4.2. Characteristics of grain yield and nutrient uptake of the experimental data

The minimal response of grain yield, total dry matter, GHI and N, P and K uptake in control, -N and -P relative to the NPK+, NPK and -K treatments across the two agro-ecological zones indicates N and P as the major nutrients limiting growth and yield response of maize. Nitrogen deficiency has been recognized as the most limiting factor for cereal production in vast areas of SSA including in the Nigerian Savanna (Vanlauwe et al., 2011). Soil N can be depleted rapidly by maize, especially when yields are high and stover is exported (Kamara, 2017). The widespread N deficiency in the study area can be attributed to small soil organic matter contents (indicated by small OCtot) resulting from inherent poor soil fertility and continuous cropping with inadequate and imbalanced N fertilizer or manure applications. Adediran and Banjoko (1995) reported P as among the most maize yield limiting nutrients in the Nigerian Savanna. Nigerian soils, particularly the highly weathered ones, have small indigenous P contents and often a large P sorption capacity (Osemwotai et al., 2005). Combined application of balanced fertilizers with manure and rotation of cereal crops with legumes through integrated soil fertility management principles (ISFM) (Vanlauwe et al., 2010) can assist farmers in the study area to improve soil N and P status. The lack of a significant increase in grain yield due the addition of secondary macronutrients (S, Ca and Mg) and micronutrients (Zn and B) suggest that these nutrients are not significantly limiting maize yield in the studied area. A significant extra yield increases due to the addition of the secondary macronutrients and micronutrients (SMMs) was observed in only 7 fields (Shehu et al., 2018). The lack of large yield response to the addition of the SMMs did not support the findings of Wendt and Rijpma (1997) who reported large improvement in maize yield in some parts of East Africa due to the addition of the SMMs and recommended inclusion of the SMMs in NPK fertilizer blends. The larger grain yield and total dry matter in the NGS compared with the SS could be explained by the amount of rainfall, as the larger relative rainfall amount and duration in the NGS favoured more maize biomass production than in the SS.

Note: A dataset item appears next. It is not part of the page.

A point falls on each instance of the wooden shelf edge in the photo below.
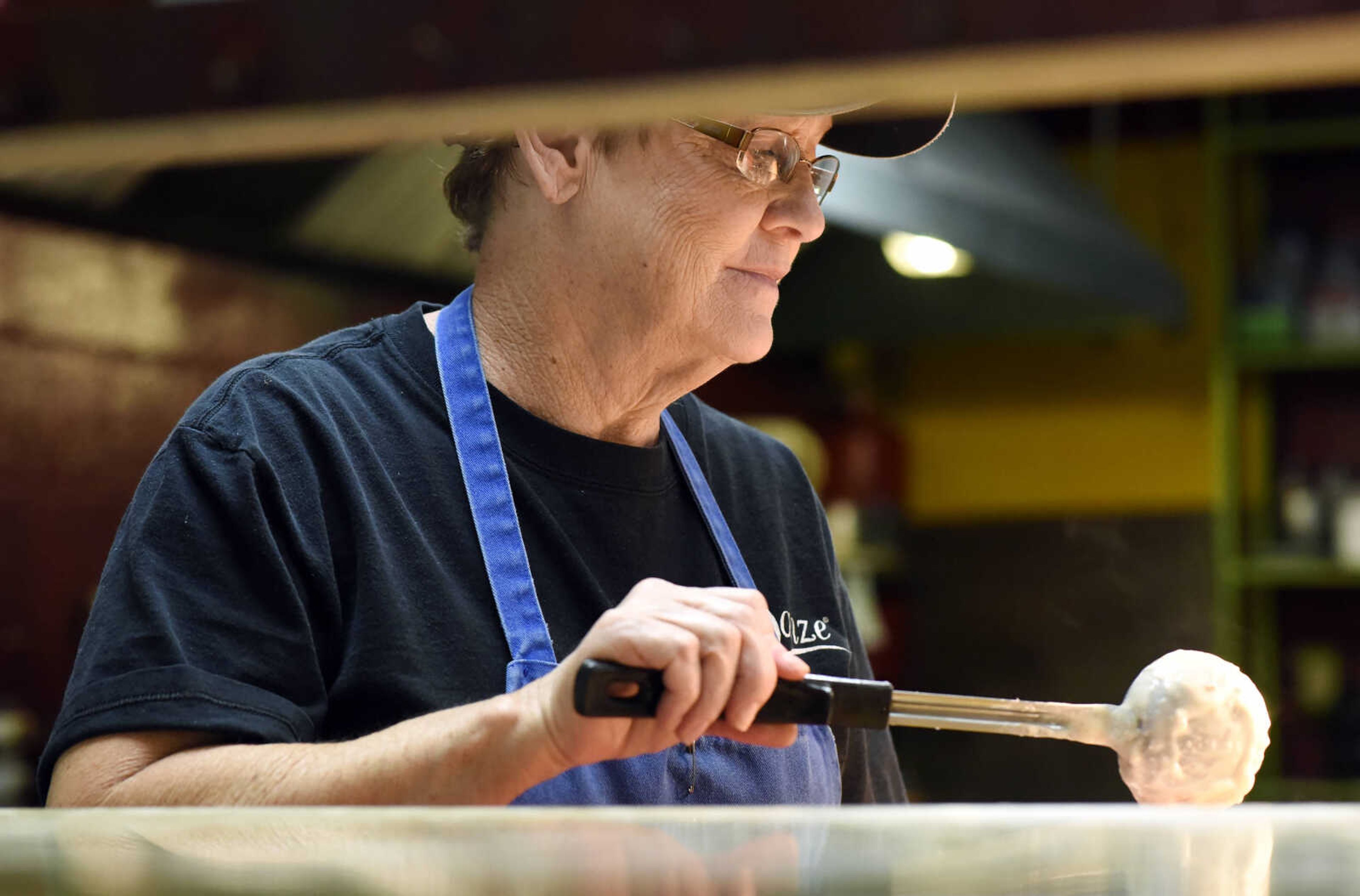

4.2.1. Indigenous soil nutrient supply and fertilizer recovery efficiency

The newly developed supply functions for indigenous soil N, P and K in both agroecological zones explained a minimum of 50% variation in soil characteristics among the studied fields. The unexplained variation can be attributed to the differences in rate of mineralization, in leaching losses and in soil moisture availability, etc. (Barber, 1995). These remain complex factors to integrate into a simple empirical indigenous nutrient supply equation (Tabi et al., 2008). Going beyond the default QUEFTS model, total nitrogen (Ntot) represents a more apt explanatory variable for the indigenous soil supply of nitrogen (SN) rather than the conventional OCtot. Nitrogen mineralization in soil is indeed directly related to microbial activity and organic matter inputs, which are influenced by a combination of several physical, biological and chemical factors in the soil system (He, 2014). Hence, it is no surprise that OCtot does not consistently provide the best proxy for N-availability in the soil. Comparable to this study, Samaké (2003) also reported OCtot did not statistically influence indigenous supply of N, P and K to pearl millet in the similar soil conditions in Mali. The effect of pH on indigenous soil supply of P (SP) across the agro-ecologies corroborates findings of Janssen et al. (1990). Most of the studied fields have acidic pH values, at this condition a unit decrease in pH level increases the potential of conversion of available phosphorus into a less soluble form through reacting with Al and Fe.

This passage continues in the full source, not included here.